Manatita found that change came quite suddenly. One day, while at home, he heard a sound as of something dropping through the flap of his letterbox. Going to the door, he found a book on the floor written about the meditative life. Manatita read this book from beginning to end and was totally transformed by the beauty and insights of that particular text. The book had a profound effect upon him, and from then onwards, he began to see life with much more wisdom, clarity and understanding.
Two weeks later, he found the telephone number to the Sri Chinmoy Centre in a small book called Meditation: Paths to Tranquillity. Manatita made a necessary phone call and walked into the Meditation Centre on October 1st, 1982. Today, 30 years later, he is still very much an active member of the Sri Chinmoy Centre, and an ardent disciple of the Master Sri Chinmoy.
Meditation, he says, has taught him a sense of purpose and the need to seek the Higher Ideals of life. He has learnt to look at humanity as if through the eyes of his Teacher, Sri Chinmoy, seeing the nobility, sacredness and universal oneness of all sentient and insentient life. Of supreme importance to Manatita, is the teaching of his Guruji of total and unconditional surrender to the will of the Supreme. Manatita gets a tremendous sense of inner joy in serving, and towards that end endeavours to offer in a small way to his brothers and sisters, Mankind, through many initiatives as taught by his beloved Guruji.
I write these few words just as the great feast of sport at the London Olympiad is coming to a close.
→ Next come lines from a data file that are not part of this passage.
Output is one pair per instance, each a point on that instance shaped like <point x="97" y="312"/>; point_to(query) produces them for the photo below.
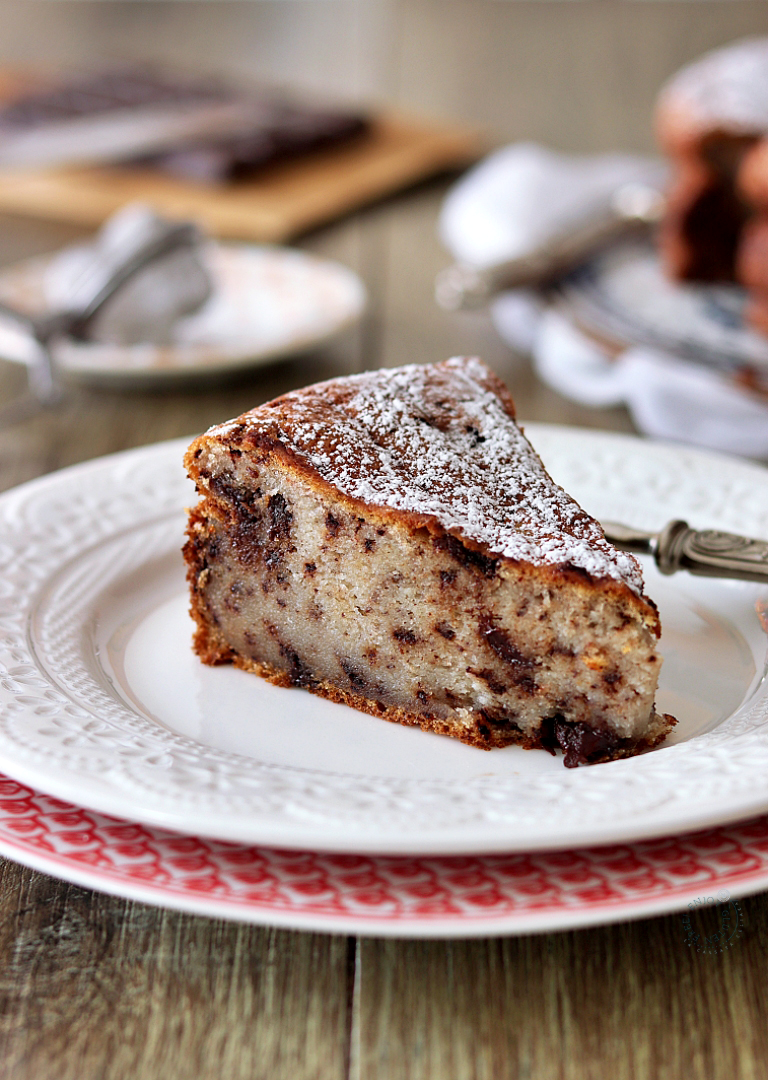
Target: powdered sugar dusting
<point x="726" y="86"/>
<point x="438" y="441"/>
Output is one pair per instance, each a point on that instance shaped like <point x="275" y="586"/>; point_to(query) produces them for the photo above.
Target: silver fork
<point x="97" y="285"/>
<point x="709" y="553"/>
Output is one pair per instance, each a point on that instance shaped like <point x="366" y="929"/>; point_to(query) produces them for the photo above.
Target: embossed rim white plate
<point x="95" y="661"/>
<point x="269" y="302"/>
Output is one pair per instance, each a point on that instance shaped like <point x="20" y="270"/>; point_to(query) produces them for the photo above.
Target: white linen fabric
<point x="512" y="203"/>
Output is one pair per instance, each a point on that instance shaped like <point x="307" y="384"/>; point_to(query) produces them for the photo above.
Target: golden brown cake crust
<point x="287" y="488"/>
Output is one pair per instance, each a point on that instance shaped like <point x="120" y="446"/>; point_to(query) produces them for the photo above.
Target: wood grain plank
<point x="97" y="987"/>
<point x="631" y="1002"/>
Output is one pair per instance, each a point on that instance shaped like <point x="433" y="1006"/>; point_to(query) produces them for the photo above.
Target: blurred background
<point x="580" y="77"/>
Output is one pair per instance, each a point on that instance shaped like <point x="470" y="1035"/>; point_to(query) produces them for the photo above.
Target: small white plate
<point x="268" y="302"/>
<point x="103" y="703"/>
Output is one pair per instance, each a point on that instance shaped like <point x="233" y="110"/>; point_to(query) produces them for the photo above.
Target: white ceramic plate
<point x="268" y="302"/>
<point x="623" y="293"/>
<point x="103" y="703"/>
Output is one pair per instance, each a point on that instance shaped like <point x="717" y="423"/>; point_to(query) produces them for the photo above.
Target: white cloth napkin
<point x="514" y="201"/>
<point x="667" y="396"/>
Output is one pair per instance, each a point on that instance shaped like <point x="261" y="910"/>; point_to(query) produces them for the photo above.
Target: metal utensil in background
<point x="102" y="280"/>
<point x="709" y="553"/>
<point x="632" y="206"/>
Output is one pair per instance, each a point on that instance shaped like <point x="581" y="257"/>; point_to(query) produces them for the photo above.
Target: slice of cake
<point x="392" y="541"/>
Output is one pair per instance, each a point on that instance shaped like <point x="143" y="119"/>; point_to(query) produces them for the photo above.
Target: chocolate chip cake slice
<point x="392" y="541"/>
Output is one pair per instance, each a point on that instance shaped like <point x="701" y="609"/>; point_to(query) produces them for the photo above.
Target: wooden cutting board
<point x="279" y="203"/>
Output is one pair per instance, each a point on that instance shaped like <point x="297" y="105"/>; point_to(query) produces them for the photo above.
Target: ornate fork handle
<point x="706" y="552"/>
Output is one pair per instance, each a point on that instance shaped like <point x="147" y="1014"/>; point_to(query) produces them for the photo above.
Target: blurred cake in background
<point x="712" y="120"/>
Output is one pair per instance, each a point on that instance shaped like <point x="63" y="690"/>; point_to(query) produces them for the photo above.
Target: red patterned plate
<point x="458" y="896"/>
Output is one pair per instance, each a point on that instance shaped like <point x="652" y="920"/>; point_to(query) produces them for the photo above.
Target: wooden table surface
<point x="93" y="986"/>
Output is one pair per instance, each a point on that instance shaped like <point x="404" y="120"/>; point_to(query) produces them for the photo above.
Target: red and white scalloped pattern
<point x="454" y="896"/>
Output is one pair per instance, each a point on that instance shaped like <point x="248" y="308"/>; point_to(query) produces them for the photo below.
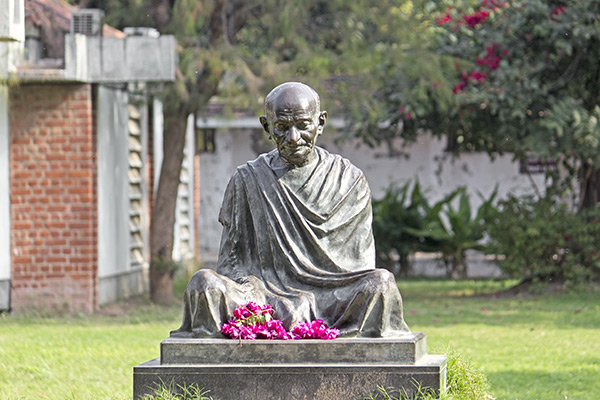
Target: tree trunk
<point x="589" y="186"/>
<point x="163" y="211"/>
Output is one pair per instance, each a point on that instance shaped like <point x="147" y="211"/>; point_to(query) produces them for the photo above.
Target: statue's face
<point x="294" y="124"/>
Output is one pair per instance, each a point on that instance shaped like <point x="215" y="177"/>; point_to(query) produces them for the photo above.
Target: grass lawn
<point x="544" y="347"/>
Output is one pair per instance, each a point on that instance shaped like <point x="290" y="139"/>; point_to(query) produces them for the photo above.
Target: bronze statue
<point x="296" y="235"/>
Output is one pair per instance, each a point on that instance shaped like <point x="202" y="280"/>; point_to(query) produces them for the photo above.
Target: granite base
<point x="299" y="370"/>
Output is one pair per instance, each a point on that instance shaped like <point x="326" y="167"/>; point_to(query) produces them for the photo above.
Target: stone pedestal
<point x="299" y="369"/>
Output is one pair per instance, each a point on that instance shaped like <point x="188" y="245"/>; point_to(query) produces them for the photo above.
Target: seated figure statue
<point x="297" y="235"/>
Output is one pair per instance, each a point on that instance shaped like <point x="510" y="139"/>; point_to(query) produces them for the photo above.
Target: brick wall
<point x="53" y="197"/>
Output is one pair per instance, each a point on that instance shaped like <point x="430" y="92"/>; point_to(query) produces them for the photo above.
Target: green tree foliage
<point x="396" y="216"/>
<point x="405" y="222"/>
<point x="528" y="81"/>
<point x="237" y="50"/>
<point x="543" y="241"/>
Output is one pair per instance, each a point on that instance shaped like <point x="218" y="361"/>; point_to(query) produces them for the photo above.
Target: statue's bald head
<point x="293" y="121"/>
<point x="289" y="95"/>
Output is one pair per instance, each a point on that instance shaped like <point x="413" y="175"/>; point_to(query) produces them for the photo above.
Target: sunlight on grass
<point x="530" y="348"/>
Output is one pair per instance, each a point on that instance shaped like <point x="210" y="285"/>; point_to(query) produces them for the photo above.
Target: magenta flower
<point x="252" y="321"/>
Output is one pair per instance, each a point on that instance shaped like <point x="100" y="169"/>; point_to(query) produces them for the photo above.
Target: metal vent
<point x="87" y="21"/>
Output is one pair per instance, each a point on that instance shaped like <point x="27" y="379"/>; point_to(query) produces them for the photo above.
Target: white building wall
<point x="436" y="170"/>
<point x="118" y="278"/>
<point x="183" y="233"/>
<point x="113" y="199"/>
<point x="4" y="202"/>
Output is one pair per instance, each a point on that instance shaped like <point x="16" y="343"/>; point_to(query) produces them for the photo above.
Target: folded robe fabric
<point x="299" y="239"/>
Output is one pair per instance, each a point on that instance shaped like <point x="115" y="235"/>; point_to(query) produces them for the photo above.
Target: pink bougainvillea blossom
<point x="252" y="321"/>
<point x="492" y="57"/>
<point x="444" y="19"/>
<point x="476" y="18"/>
<point x="466" y="77"/>
<point x="559" y="10"/>
<point x="314" y="330"/>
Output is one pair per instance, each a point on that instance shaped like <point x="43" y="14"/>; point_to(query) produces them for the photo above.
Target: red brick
<point x="53" y="195"/>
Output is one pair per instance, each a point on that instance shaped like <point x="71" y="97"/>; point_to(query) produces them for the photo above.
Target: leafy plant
<point x="452" y="231"/>
<point x="163" y="391"/>
<point x="543" y="241"/>
<point x="395" y="216"/>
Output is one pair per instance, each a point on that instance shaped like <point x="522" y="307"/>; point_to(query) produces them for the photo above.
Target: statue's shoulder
<point x="336" y="159"/>
<point x="262" y="161"/>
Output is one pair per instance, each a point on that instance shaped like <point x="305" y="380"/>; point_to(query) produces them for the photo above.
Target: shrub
<point x="394" y="215"/>
<point x="544" y="241"/>
<point x="454" y="230"/>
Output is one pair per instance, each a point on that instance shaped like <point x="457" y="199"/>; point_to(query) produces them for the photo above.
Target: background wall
<point x="53" y="196"/>
<point x="4" y="202"/>
<point x="426" y="160"/>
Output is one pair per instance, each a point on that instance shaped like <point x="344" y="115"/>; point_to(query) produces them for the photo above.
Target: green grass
<point x="544" y="347"/>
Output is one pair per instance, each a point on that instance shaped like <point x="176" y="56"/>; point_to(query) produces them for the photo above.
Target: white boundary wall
<point x="436" y="170"/>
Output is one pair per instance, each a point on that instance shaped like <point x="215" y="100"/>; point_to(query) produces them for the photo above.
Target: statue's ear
<point x="322" y="120"/>
<point x="265" y="123"/>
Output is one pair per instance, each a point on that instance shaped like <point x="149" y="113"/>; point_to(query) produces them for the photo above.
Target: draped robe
<point x="299" y="239"/>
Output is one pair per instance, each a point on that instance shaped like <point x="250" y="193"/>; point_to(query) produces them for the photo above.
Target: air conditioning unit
<point x="87" y="21"/>
<point x="12" y="22"/>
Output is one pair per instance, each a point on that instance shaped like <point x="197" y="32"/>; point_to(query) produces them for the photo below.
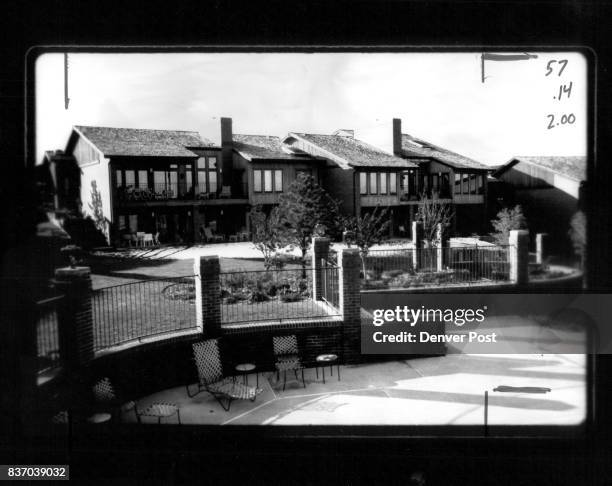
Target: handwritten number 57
<point x="549" y="68"/>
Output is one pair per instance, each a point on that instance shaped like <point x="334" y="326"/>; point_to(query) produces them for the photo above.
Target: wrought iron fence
<point x="411" y="267"/>
<point x="132" y="311"/>
<point x="47" y="334"/>
<point x="269" y="295"/>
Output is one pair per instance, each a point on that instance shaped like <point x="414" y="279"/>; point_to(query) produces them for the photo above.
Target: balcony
<point x="161" y="192"/>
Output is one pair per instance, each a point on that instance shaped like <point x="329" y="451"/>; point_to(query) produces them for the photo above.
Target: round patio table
<point x="159" y="410"/>
<point x="99" y="418"/>
<point x="324" y="360"/>
<point x="244" y="369"/>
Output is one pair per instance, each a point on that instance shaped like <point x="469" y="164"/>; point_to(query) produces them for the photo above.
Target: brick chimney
<point x="397" y="136"/>
<point x="343" y="132"/>
<point x="227" y="161"/>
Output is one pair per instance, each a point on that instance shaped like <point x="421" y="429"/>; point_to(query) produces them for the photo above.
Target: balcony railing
<point x="169" y="192"/>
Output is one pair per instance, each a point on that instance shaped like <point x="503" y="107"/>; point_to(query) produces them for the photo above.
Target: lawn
<point x="135" y="298"/>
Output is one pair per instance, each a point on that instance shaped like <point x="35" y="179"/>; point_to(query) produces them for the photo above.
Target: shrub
<point x="290" y="297"/>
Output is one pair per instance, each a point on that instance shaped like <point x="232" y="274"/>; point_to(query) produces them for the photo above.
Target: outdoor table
<point x="99" y="418"/>
<point x="244" y="369"/>
<point x="159" y="410"/>
<point x="327" y="359"/>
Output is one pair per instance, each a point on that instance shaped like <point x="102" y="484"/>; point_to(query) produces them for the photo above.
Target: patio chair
<point x="287" y="357"/>
<point x="104" y="395"/>
<point x="210" y="236"/>
<point x="211" y="379"/>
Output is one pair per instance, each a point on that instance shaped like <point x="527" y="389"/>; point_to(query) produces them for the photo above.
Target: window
<point x="303" y="173"/>
<point x="363" y="183"/>
<point x="267" y="181"/>
<point x="392" y="183"/>
<point x="435" y="183"/>
<point x="473" y="184"/>
<point x="133" y="218"/>
<point x="256" y="181"/>
<point x="278" y="180"/>
<point x="383" y="183"/>
<point x="444" y="188"/>
<point x="212" y="181"/>
<point x="142" y="178"/>
<point x="412" y="187"/>
<point x="373" y="188"/>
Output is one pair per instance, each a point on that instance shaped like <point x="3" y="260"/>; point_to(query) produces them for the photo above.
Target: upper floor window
<point x="383" y="183"/>
<point x="257" y="181"/>
<point x="392" y="183"/>
<point x="268" y="180"/>
<point x="278" y="180"/>
<point x="373" y="188"/>
<point x="363" y="183"/>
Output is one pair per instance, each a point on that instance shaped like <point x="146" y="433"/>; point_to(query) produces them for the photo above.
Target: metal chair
<point x="287" y="357"/>
<point x="211" y="379"/>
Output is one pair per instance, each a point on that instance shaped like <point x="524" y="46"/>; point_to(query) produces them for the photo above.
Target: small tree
<point x="267" y="234"/>
<point x="577" y="234"/>
<point x="306" y="210"/>
<point x="507" y="219"/>
<point x="366" y="231"/>
<point x="96" y="208"/>
<point x="432" y="212"/>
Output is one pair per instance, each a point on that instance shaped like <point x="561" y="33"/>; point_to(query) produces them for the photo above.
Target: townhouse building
<point x="550" y="190"/>
<point x="176" y="183"/>
<point x="454" y="178"/>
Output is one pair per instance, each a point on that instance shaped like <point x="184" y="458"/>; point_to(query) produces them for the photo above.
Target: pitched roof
<point x="263" y="147"/>
<point x="573" y="167"/>
<point x="141" y="142"/>
<point x="415" y="147"/>
<point x="348" y="151"/>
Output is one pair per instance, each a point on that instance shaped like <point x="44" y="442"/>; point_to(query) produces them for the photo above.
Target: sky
<point x="439" y="97"/>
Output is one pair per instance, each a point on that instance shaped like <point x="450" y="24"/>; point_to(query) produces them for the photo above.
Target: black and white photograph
<point x="230" y="264"/>
<point x="225" y="223"/>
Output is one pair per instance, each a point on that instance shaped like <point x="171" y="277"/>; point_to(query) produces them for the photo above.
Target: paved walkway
<point x="424" y="391"/>
<point x="231" y="250"/>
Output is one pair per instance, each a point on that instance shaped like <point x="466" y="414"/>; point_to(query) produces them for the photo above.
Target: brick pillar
<point x="75" y="316"/>
<point x="441" y="245"/>
<point x="519" y="256"/>
<point x="417" y="243"/>
<point x="350" y="304"/>
<point x="540" y="247"/>
<point x="208" y="294"/>
<point x="320" y="251"/>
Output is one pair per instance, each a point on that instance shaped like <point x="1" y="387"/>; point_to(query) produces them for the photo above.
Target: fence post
<point x="199" y="301"/>
<point x="540" y="247"/>
<point x="350" y="303"/>
<point x="441" y="244"/>
<point x="519" y="256"/>
<point x="417" y="242"/>
<point x="320" y="251"/>
<point x="210" y="294"/>
<point x="75" y="316"/>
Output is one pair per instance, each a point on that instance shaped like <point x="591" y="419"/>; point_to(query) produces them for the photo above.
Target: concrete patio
<point x="425" y="391"/>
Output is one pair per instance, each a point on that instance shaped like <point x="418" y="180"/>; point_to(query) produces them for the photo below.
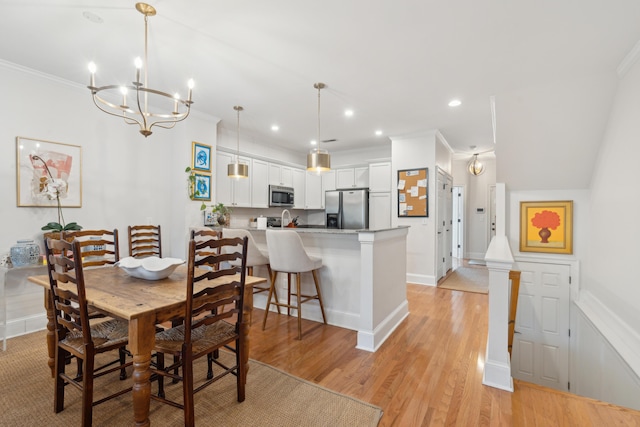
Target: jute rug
<point x="467" y="279"/>
<point x="273" y="397"/>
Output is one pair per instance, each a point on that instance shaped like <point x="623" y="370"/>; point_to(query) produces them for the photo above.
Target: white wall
<point x="411" y="152"/>
<point x="127" y="179"/>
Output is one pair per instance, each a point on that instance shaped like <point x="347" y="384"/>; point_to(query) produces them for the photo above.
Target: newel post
<point x="497" y="365"/>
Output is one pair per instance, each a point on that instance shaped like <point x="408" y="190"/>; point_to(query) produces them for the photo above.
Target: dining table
<point x="144" y="304"/>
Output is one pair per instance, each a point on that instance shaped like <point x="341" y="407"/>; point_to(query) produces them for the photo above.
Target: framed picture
<point x="546" y="227"/>
<point x="201" y="156"/>
<point x="42" y="166"/>
<point x="413" y="193"/>
<point x="202" y="186"/>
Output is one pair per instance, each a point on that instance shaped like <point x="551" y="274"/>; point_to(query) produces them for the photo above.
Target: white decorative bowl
<point x="150" y="268"/>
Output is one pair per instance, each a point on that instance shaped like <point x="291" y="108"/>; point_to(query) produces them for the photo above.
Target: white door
<point x="458" y="222"/>
<point x="540" y="352"/>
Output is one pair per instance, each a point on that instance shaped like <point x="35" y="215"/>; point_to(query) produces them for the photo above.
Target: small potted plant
<point x="223" y="213"/>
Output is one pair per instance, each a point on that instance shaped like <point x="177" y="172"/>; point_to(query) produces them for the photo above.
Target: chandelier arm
<point x="127" y="119"/>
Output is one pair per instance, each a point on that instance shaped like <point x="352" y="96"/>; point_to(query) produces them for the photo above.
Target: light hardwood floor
<point x="428" y="373"/>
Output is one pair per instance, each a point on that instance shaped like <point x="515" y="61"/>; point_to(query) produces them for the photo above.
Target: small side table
<point x="14" y="283"/>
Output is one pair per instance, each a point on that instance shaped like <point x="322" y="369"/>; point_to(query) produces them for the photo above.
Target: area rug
<point x="467" y="279"/>
<point x="273" y="397"/>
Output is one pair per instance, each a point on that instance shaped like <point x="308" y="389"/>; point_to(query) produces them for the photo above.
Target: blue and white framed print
<point x="201" y="156"/>
<point x="202" y="187"/>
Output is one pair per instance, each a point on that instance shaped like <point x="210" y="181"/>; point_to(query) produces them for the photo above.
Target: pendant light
<point x="318" y="160"/>
<point x="237" y="169"/>
<point x="475" y="166"/>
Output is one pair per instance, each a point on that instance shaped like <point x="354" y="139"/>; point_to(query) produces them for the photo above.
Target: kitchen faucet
<point x="282" y="217"/>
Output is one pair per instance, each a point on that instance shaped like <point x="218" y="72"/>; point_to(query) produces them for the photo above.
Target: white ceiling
<point x="395" y="63"/>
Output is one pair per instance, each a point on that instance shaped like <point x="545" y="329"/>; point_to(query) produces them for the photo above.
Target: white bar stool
<point x="255" y="257"/>
<point x="287" y="255"/>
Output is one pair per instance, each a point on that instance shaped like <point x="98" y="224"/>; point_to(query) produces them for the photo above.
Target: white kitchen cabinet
<point x="352" y="177"/>
<point x="380" y="177"/>
<point x="298" y="179"/>
<point x="313" y="191"/>
<point x="328" y="184"/>
<point x="379" y="210"/>
<point x="231" y="191"/>
<point x="280" y="175"/>
<point x="259" y="176"/>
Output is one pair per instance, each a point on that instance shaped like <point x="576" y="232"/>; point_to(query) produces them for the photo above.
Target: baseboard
<point x="371" y="341"/>
<point x="622" y="338"/>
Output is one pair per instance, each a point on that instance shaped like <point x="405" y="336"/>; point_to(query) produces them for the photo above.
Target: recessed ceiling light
<point x="92" y="17"/>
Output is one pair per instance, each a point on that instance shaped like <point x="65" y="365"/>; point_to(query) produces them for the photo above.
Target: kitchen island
<point x="363" y="280"/>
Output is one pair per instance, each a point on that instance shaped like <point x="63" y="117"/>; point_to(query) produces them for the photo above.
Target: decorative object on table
<point x="150" y="268"/>
<point x="413" y="192"/>
<point x="200" y="157"/>
<point x="237" y="169"/>
<point x="5" y="260"/>
<point x="319" y="160"/>
<point x="136" y="111"/>
<point x="49" y="174"/>
<point x="546" y="227"/>
<point x="25" y="252"/>
<point x="223" y="213"/>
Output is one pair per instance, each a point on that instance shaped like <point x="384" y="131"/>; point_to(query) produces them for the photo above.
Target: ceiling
<point x="396" y="64"/>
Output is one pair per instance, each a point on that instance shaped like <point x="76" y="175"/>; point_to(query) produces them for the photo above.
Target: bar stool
<point x="287" y="255"/>
<point x="255" y="257"/>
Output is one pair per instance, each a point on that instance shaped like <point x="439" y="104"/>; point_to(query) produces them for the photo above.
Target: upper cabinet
<point x="280" y="175"/>
<point x="352" y="177"/>
<point x="259" y="176"/>
<point x="380" y="177"/>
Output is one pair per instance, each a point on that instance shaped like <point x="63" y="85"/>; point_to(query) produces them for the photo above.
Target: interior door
<point x="541" y="343"/>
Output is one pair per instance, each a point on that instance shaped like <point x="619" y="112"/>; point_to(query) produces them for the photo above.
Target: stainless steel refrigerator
<point x="347" y="209"/>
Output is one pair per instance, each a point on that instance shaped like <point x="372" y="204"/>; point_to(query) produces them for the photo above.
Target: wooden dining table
<point x="144" y="304"/>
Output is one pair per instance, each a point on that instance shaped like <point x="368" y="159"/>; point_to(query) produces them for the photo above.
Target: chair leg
<point x="58" y="398"/>
<point x="160" y="363"/>
<point x="299" y="306"/>
<point x="271" y="290"/>
<point x="289" y="294"/>
<point x="187" y="388"/>
<point x="123" y="354"/>
<point x="87" y="392"/>
<point x="315" y="280"/>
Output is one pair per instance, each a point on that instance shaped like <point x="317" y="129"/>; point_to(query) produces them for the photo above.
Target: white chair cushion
<point x="255" y="256"/>
<point x="287" y="253"/>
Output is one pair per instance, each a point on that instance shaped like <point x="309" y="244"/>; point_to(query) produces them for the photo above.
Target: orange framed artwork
<point x="546" y="227"/>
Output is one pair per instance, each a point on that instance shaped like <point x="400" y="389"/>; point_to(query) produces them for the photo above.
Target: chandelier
<point x="104" y="97"/>
<point x="318" y="160"/>
<point x="237" y="169"/>
<point x="475" y="166"/>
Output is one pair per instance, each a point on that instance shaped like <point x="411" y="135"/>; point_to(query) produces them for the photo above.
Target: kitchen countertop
<point x="327" y="230"/>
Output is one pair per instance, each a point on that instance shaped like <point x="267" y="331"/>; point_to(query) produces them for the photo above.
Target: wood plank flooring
<point x="428" y="373"/>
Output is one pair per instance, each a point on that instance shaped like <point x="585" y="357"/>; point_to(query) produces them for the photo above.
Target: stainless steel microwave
<point x="280" y="196"/>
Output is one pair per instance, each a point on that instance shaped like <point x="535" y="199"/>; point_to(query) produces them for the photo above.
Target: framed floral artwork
<point x="202" y="187"/>
<point x="201" y="156"/>
<point x="46" y="171"/>
<point x="546" y="227"/>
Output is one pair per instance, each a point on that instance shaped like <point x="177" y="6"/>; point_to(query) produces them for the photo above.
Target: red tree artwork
<point x="545" y="220"/>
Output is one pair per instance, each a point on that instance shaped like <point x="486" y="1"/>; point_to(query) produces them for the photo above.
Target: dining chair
<point x="74" y="334"/>
<point x="145" y="240"/>
<point x="97" y="247"/>
<point x="287" y="255"/>
<point x="255" y="258"/>
<point x="205" y="329"/>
Somehow it seems a suitable backdrop against which to situate a Spiritual Master who, as Manatita tells us in this beautiful volume of personal reminiscences, was so taken with the links between the physical and the spiritual. No mean sportsman himself, Sri Chinmoy was a great teacher and a great friend to politicians and Olympians alike, from Nelson Mandela to Carl Lewis. What was his secret?
These pages tell me that the glory of human beings is an incredible capacity to mirror the very life of God. Every now and then we get a glimpse of what is possible — in amazing feats of athletic accomplishment, of course, but also in ordinary yet often heroic acts of kindness and courage. We all need leaders who can show us the way — and Manatita has written warmly of his hero in these pages. But it's all too easy for us to become passive spectators, admirers from afar. The best of teachers does not act like some super-nanny, keeping us secure but isolated and all too comfortable. The secret of the good teacher - fairly obvious really - is to know how to challenge, to bring the best out of the pupil.
My own inspiration is not Sri Chinmoy, however much I may respect him, but a 16thCentury Spanish priest called Ignatius of Loyola. I think he and Sri Chinmoy would have enjoyed each other's company. Ignatius began his little book of Spiritual Exercises by saying that 'as strolling, walking and running are bodily exercises, so every way of preparing and disposing the soul to rid itself of all the disordered tendencies, and, after it is rid, to seek and find the Divine Will is called a Spiritual Exercise.' The physical and the spiritual are all of a piece. It takes time to learn how to co-operate with the grace which comes from God. But to those with the deepest of desires, and who have the fortune to know a good teacher, it is a gift which is always granted.